We have seen this before. Pakistan's mismanaged power sector is once again faced with a circular debt of more than Rs500 billion. When the current government came to power in June 2013, it cleared a circular debt of Rs480 billion accumulated owing to high losses and shortfall in recovery.

Some independent power producers (IPPs) and oil companies say they are on the verge of default as the government has failed to pay their dues.

The situation is going to have serious consequences for the government as it plans to increase power generation capacity in the coming years.

It has been more than 10 years now that the power sector has been faced with circular debt, but Pakistan’s institutions have failed to put in place a mechanism to address the issue once and for all. Ad hocism rules the roost, threatening the integrity of the energy sector.

Technical and financial audits to verify payments received and paid by a power purchaser do not exist. This non-transparency has been compounded by the fact that the role of the power purchaser changes from one public sector company to the other without a legal and contractual trail.

Moreover, there are no checks by regulators or independent sources to verify the number of total units billed and paid by consumers. There is also no mechanism to analyse power plant generation, transmission data and available resources to ensure checks and balances.

The National Power Tariff and Subsidy Policy guidelines of 2014 define circular debt as: “The circular debt is the amount of cash shortfall within the Central Power Purchasing Agency (CPPA), which it cannot pay to power supply companies. The overdue amount is a result of: (a) the difference between the actual cost and the tariff determined by National Electric Power Regulatory Authority (Nepra) which is the distribution company’s loss over and collections under that is allowed by Nepra, (b) the delayed or non-payment of subsidies by government, and (c) delayed determination and notification of tariffs. It is the government’s policy to reduce or limit to a certain amount which would be reduced over time and eliminate the causes of the circular debt.”

Simply put, circular debt is related to the power sector’s cash flows. The cash flows are collected from users who are charged as per the tariff set by the power sector regulator, i.e. Nepra, which determines 11 tariffs for consumers of as many power distribution companies.

Major drivers that lead to circular debt include poor governance of the power sector, delays in tariff determination and notification, delays in fuel price adjustment notification, poor revenue recovery from the public and private consumers and excessive transmission and distribution losses.

It is feared that the circular debt problem will result in load-shedding in the near future despite the availability of power. However, the government of the country hopes that there will be no power outages in the coming summer and the prime minister recently said that the country may not face power shortages until 2030.

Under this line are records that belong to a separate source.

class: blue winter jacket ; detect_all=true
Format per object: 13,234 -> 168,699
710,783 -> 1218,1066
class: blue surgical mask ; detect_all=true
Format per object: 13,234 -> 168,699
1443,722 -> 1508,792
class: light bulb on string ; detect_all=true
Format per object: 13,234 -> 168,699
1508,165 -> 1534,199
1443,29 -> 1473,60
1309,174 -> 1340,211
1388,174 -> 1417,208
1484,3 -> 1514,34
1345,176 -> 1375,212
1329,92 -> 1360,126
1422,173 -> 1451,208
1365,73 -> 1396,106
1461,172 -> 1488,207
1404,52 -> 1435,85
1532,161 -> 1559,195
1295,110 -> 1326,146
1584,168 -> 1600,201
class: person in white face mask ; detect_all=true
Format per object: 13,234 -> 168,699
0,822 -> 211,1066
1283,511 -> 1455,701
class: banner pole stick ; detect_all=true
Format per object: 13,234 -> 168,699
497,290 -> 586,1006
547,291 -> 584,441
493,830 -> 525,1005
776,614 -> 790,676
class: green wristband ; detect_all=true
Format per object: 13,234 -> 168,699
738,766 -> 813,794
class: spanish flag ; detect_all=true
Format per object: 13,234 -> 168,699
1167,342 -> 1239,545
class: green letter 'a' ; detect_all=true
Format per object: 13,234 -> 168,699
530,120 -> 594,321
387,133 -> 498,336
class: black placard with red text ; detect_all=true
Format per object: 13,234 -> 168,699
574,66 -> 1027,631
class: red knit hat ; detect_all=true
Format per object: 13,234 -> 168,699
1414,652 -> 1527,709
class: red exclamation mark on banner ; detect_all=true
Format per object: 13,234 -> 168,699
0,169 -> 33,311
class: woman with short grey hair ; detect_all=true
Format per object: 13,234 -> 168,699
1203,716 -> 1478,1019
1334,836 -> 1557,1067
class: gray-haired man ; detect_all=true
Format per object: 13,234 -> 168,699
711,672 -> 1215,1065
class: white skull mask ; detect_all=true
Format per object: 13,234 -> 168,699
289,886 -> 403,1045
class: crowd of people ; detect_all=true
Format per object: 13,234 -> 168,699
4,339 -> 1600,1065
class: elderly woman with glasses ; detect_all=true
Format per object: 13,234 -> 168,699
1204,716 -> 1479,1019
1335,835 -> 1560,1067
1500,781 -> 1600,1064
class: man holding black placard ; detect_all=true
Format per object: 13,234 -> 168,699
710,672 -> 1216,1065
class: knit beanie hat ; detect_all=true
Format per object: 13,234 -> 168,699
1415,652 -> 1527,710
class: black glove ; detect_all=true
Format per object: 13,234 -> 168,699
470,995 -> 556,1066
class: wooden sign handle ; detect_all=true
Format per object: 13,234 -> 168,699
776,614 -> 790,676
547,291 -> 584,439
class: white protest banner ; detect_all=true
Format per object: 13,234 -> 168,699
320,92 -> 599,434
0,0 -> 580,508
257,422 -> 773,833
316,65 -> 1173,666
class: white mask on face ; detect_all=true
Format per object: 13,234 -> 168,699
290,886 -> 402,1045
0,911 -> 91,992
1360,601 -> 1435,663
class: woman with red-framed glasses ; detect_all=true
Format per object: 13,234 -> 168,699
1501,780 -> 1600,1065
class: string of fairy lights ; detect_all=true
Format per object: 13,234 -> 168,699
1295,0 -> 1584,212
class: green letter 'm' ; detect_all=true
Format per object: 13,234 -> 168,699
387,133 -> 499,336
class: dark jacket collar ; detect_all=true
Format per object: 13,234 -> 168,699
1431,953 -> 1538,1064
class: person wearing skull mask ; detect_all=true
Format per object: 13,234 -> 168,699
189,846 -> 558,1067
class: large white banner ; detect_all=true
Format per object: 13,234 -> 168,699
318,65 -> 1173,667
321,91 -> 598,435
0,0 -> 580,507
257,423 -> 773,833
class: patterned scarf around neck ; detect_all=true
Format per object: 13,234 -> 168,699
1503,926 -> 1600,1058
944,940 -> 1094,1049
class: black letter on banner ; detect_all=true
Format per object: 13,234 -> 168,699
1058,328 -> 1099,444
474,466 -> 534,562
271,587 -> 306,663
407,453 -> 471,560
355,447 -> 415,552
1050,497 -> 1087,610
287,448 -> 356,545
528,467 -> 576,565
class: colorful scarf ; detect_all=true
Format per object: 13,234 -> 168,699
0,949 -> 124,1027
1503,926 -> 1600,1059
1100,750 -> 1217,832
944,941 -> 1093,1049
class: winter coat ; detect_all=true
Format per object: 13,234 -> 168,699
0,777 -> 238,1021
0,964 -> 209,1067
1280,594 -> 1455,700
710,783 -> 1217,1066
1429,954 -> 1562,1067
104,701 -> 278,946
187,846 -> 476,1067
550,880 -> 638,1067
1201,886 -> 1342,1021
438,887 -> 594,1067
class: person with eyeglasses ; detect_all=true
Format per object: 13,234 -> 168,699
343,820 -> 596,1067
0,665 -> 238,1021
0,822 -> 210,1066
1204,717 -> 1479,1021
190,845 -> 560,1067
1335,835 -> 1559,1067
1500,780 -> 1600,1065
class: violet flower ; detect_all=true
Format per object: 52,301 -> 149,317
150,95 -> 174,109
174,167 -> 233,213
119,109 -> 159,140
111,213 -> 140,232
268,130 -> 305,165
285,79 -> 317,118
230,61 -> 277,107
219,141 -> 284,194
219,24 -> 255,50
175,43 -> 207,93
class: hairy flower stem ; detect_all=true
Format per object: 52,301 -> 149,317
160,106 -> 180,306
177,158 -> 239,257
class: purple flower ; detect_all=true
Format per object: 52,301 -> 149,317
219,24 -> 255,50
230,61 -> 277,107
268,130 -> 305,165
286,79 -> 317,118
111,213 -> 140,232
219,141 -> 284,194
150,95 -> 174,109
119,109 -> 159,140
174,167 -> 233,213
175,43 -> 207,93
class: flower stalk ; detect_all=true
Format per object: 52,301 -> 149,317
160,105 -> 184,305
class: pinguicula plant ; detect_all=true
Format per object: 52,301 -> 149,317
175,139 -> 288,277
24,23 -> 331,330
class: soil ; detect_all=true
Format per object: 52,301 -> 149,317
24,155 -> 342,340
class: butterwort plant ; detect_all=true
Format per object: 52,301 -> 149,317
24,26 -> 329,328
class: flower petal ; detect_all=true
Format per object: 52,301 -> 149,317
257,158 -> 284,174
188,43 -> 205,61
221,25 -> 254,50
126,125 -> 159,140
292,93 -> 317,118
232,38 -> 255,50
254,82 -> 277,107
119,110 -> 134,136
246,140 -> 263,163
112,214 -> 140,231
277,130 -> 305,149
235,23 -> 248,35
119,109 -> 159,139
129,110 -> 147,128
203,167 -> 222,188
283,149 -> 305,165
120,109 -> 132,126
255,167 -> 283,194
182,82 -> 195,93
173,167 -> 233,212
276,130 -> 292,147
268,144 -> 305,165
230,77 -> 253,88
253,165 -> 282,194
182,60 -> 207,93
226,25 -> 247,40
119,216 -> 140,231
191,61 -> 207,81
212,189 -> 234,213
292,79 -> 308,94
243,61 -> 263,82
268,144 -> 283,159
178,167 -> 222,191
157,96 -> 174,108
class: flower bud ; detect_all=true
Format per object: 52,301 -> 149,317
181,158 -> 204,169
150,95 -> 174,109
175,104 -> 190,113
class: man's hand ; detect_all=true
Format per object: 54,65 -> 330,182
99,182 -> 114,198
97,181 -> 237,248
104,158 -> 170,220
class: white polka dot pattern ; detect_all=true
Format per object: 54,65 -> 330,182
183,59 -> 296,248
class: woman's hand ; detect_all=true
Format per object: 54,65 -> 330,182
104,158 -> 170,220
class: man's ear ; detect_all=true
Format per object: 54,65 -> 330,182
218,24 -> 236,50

Experts believe power demand may reach 40,000MW by 2025 based on the country’s economic growth of 7.2 per cent.
The current government has increased power production by 7,500 megawatts and plans to add 11,000MW by the next summer. So there will be no load-shedding due to short supply, but people may still face outages because of a liquidity crisis emerging from the rising circular debt.

The situation requires immediate measures from the government. The current stock of circular debt stands at Rs525 billion, which is apart from Rs430 billion already parked in the books of Power Holding Private Limited on behalf of power distribution companies.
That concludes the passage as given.